Il est des moments dans la vie où les plus grands scélérats réfléchissent, où le remords tonne encore dans leur cœur, et où ils reviendraient peut-être en arrière, si leurs passions ne les entraînaient : il semble en ces moments que la nature rentre dans les droits que le crime voulait lui enlever ; il ne faudrait que les déchirements de ce combat pour effrayer un homme sage ; car il n’existerait plus, ce combat, si celui qui veut être coupable n’opposait ainsi le crime à la vertu. Si la raison triomphe, l’homme est heureux ; il devient le plus à plaindre des hommes, si les passions l’emportent : le repentir vient une seconde fois se faire entendre à son cœur affligé ; il n’est plus temps, les hommes méprisent, les lois sévissent, le Dieu vengeur est là, et ce n’est plus qu’à lui-même que le méchant peut attribuer ce qu’il souffre. Mais Théodore endurci ne flotte plus ; son âme ouverte à l’infamie n’y laisse pas même entrer un rayon de vertu.

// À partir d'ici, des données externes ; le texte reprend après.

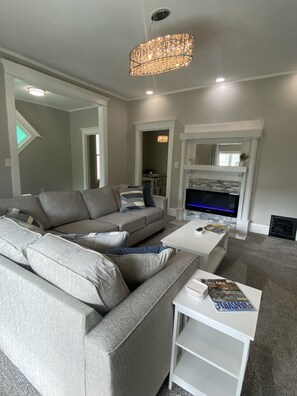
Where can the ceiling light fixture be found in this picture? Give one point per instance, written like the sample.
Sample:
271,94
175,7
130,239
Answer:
161,54
36,91
162,139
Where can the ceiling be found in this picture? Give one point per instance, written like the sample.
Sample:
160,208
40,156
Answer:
90,41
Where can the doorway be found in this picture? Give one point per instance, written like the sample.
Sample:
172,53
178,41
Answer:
155,160
150,127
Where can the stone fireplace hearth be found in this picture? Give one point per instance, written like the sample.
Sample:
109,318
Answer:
221,178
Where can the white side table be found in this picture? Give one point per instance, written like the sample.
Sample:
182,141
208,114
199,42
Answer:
209,348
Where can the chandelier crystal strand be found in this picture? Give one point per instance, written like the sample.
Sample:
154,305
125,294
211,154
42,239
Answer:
162,54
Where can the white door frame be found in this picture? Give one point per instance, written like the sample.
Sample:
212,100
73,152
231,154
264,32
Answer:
150,127
85,133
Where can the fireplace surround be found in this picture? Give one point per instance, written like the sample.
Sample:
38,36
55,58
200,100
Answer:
243,177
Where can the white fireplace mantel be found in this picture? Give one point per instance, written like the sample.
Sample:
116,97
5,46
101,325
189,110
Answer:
223,133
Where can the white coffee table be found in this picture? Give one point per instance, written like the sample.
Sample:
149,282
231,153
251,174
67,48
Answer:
210,349
211,247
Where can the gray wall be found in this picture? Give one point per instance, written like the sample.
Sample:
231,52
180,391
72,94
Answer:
46,162
117,125
80,119
273,100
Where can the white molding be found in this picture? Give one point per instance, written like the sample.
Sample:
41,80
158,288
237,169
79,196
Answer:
141,127
85,132
46,82
51,83
236,126
258,228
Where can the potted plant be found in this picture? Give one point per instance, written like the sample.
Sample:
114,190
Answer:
243,158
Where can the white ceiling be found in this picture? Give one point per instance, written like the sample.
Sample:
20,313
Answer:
91,40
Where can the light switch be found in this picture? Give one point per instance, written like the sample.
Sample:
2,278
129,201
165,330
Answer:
7,162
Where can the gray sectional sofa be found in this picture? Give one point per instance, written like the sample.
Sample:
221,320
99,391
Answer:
65,347
94,210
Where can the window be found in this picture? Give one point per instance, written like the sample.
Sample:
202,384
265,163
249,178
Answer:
229,159
25,132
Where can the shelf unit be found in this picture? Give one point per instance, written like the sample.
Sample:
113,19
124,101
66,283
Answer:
210,349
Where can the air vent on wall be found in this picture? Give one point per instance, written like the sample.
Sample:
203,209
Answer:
283,227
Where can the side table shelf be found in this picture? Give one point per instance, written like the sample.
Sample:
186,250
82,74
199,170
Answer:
209,355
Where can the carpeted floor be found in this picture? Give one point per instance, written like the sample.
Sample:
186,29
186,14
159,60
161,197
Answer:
266,263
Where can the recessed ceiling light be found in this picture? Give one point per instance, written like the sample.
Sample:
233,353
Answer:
36,91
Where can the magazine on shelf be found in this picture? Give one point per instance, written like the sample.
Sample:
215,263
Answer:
217,228
227,296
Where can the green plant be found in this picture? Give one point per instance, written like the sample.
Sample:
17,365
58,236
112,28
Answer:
243,156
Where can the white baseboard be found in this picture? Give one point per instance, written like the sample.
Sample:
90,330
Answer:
258,228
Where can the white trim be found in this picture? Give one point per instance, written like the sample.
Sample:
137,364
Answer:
258,228
46,82
85,132
149,127
57,72
214,84
251,131
28,128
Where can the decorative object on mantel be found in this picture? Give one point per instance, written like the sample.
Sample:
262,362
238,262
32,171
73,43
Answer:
161,54
243,158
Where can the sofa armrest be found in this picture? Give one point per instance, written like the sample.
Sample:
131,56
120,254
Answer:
128,352
42,330
161,202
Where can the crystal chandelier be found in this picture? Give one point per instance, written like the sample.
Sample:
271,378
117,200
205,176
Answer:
161,54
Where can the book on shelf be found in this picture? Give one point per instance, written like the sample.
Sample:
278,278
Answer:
217,228
227,296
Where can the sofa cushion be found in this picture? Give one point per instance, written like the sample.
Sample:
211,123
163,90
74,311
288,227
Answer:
100,201
99,241
147,195
152,214
131,199
28,203
82,273
14,239
86,226
139,264
62,207
129,221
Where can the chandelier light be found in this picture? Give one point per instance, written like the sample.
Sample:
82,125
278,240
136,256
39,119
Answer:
161,54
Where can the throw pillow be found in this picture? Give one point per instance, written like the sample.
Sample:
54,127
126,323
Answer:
99,241
24,219
82,273
131,199
14,239
147,196
139,264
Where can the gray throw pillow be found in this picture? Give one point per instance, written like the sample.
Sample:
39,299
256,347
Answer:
82,273
99,241
131,199
14,239
25,219
137,267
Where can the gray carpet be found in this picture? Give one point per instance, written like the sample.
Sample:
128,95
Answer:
266,263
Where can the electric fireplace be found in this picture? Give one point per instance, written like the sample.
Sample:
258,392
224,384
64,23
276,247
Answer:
224,204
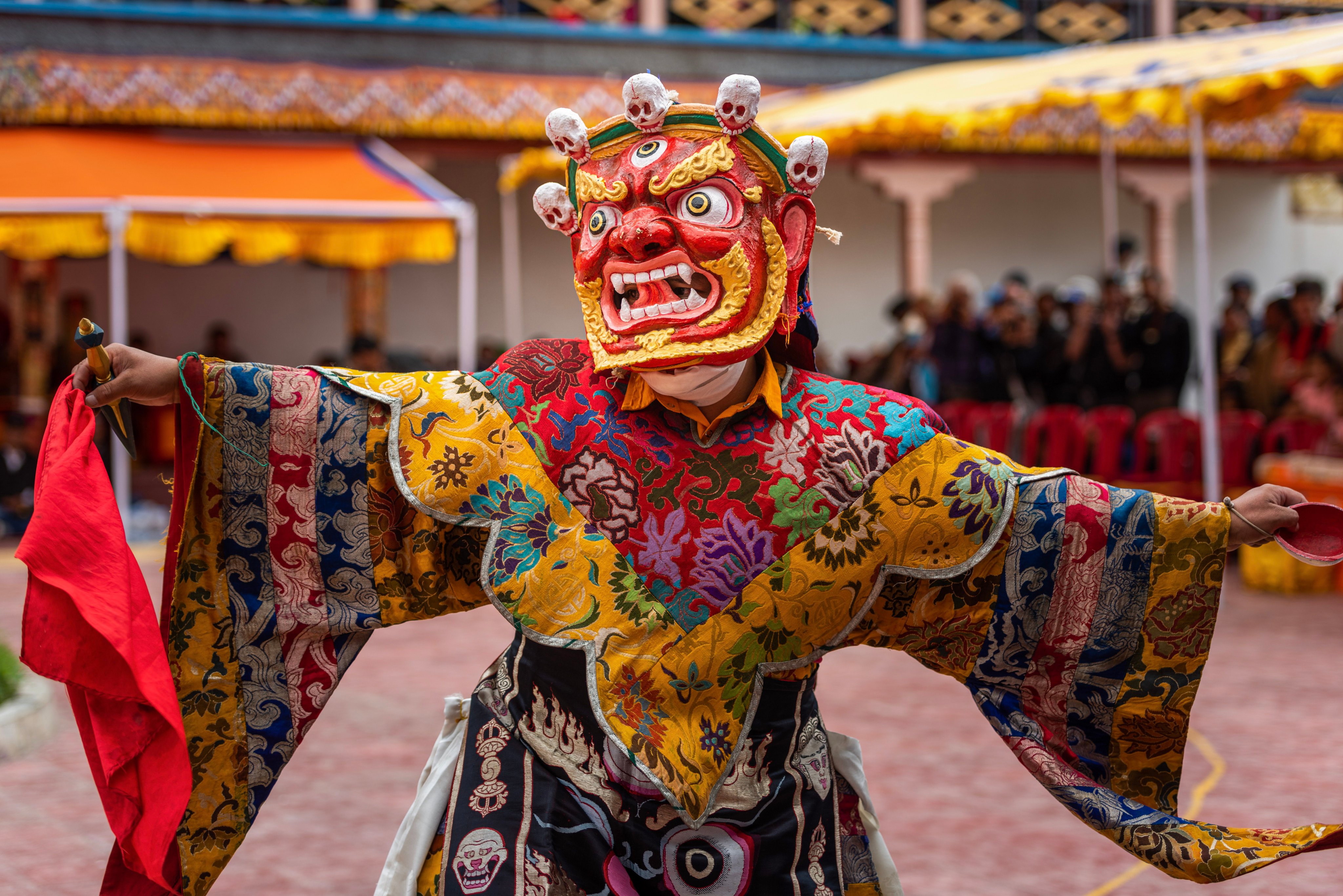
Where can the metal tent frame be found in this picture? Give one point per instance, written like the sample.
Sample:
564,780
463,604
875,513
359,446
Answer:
441,203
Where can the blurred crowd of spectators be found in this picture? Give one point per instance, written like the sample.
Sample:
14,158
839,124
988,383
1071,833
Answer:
1116,342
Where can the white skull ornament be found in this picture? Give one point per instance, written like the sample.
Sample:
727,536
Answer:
567,133
552,203
808,163
479,858
647,103
738,103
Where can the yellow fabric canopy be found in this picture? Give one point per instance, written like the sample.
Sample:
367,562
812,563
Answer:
315,181
1232,74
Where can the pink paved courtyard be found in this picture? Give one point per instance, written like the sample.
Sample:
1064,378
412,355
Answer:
961,816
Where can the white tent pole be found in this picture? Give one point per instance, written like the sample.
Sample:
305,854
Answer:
512,252
1109,199
467,258
116,219
1204,311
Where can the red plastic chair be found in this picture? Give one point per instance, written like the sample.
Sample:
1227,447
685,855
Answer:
990,425
1106,430
1294,434
1240,433
1176,437
955,414
1055,437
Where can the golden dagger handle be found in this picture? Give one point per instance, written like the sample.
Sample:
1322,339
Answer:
99,361
90,339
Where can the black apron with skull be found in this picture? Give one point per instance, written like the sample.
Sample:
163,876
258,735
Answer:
544,804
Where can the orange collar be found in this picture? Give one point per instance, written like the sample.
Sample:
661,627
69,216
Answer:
640,395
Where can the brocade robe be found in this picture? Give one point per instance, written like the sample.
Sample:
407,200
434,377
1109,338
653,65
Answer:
653,727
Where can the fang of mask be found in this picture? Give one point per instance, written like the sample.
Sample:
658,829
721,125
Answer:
738,103
808,163
569,135
647,103
552,203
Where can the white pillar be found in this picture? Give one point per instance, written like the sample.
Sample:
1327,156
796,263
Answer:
1109,201
1164,190
467,258
1204,313
653,15
512,257
1164,18
119,331
912,22
916,185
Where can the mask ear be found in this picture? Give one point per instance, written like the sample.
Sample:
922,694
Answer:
798,219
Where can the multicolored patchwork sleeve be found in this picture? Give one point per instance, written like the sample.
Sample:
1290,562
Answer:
1082,636
291,543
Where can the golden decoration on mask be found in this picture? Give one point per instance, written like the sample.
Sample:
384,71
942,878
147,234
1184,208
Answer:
594,190
754,334
654,339
590,297
704,164
734,272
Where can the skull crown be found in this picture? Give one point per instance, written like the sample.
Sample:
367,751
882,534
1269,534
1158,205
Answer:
569,135
552,203
808,163
647,103
738,104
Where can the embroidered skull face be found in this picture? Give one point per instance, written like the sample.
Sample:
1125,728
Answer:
813,758
479,858
683,252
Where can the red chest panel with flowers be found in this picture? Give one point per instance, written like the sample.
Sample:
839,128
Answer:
700,519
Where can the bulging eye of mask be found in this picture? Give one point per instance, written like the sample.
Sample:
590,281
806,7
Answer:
700,385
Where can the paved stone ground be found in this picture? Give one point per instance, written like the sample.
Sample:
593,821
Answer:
961,816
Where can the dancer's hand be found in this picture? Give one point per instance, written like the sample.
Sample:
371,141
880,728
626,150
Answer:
143,378
1268,507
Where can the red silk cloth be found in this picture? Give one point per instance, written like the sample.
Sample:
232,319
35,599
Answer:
89,623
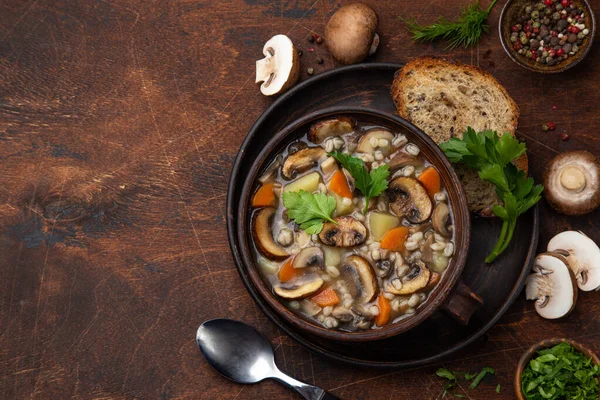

— Eh bien ! Rose, dit-il, quand cette fille descendit de la tour, mes ordres sont-ils remplis ?… Tu pleures, Rose ! J’avais cru te convaincre que cette faiblesse était déplacée. — À la bonne heure, monsieur, mais comment voulez-vous que je m’empêche de pleurer, quand je vois pleurer ma maîtresse ? — Enfin, comment a-t-elle pris ce que tu viens de faire chez elle ? — Avec une résignation angélique, monsieur ; elle voulait me faire enlever beaucoup plus de choses que vous ne m’aviez ordonné d’en prendre ; elle ne voulait pas même que je laissasse un matelas sur son lit. Ce bois me suffit, disait-elle, je n’ai besoin de rien dans le monde, dès que j’ai perdu le cœur de mon époux : c’est un cercueil qu’il me faut, ma fille, un cercueil… Et des ruisseaux de larmes ont inondé ses yeux… — A-t-elle parlé de moi ? — Non, monsieur ; je lui ai peint le regret que vous éprouviez à l’exécution de ces rigueurs ; elle m’a répondu qu’elle le croyait bien. — Et pas un mot de plainte contre moi ? — Pas un seul, monsieur. — Bon ! demain, au lieu des mets que tu lui portes, tu ne lui donneras que du pain et de l’eau. — Oh ! monsieur, je n’exécuterai jamais une telle chose. — Eh bien ! je le ferai moi, si tu t’y refuses. Il faut que tu sois toi-même un mauvais sujet, pour t’apitoyer sur le sort d’un monstre qui vient d’occasionner la fuite de son mari, la mort de son amant, le déshonneur de sa famille, et tous les malheurs qui vont peut-être résulter de ces indignes forfaits. Lui as-tu reproché ces exécrations ? — Oh ! non, monsieur, où la vertu se peint aussi bien, peut-on supposer le mal ! Hélas ! je croirais l’insulter en lui prêtant de telles horreurs ; et quand je lui parlerais d’un crime, la vertu dans ses yeux viendrait, en réclamant ses droits, la défendre et la faire triompher. — Rose ! vous n’êtes pas la femme qu’il me faut, je le vois. L’abbé Perret remplira mieux ce poste, et je vais l’en charger. Mais la bonne Rose, qui sentit tout ce que pourrait perdre la marquise à ce changement, aima mieux feindre, pour être utile à sa maîtresse ; et, se faisant répéter une seconde fois les torts dont on lui parlait, elle eut l’air de se rendre aux détails que lui peignait si méchamment Théodore, et promit en conséquence d’exécuter mot à mot tout ce qu’il lui prescrirait.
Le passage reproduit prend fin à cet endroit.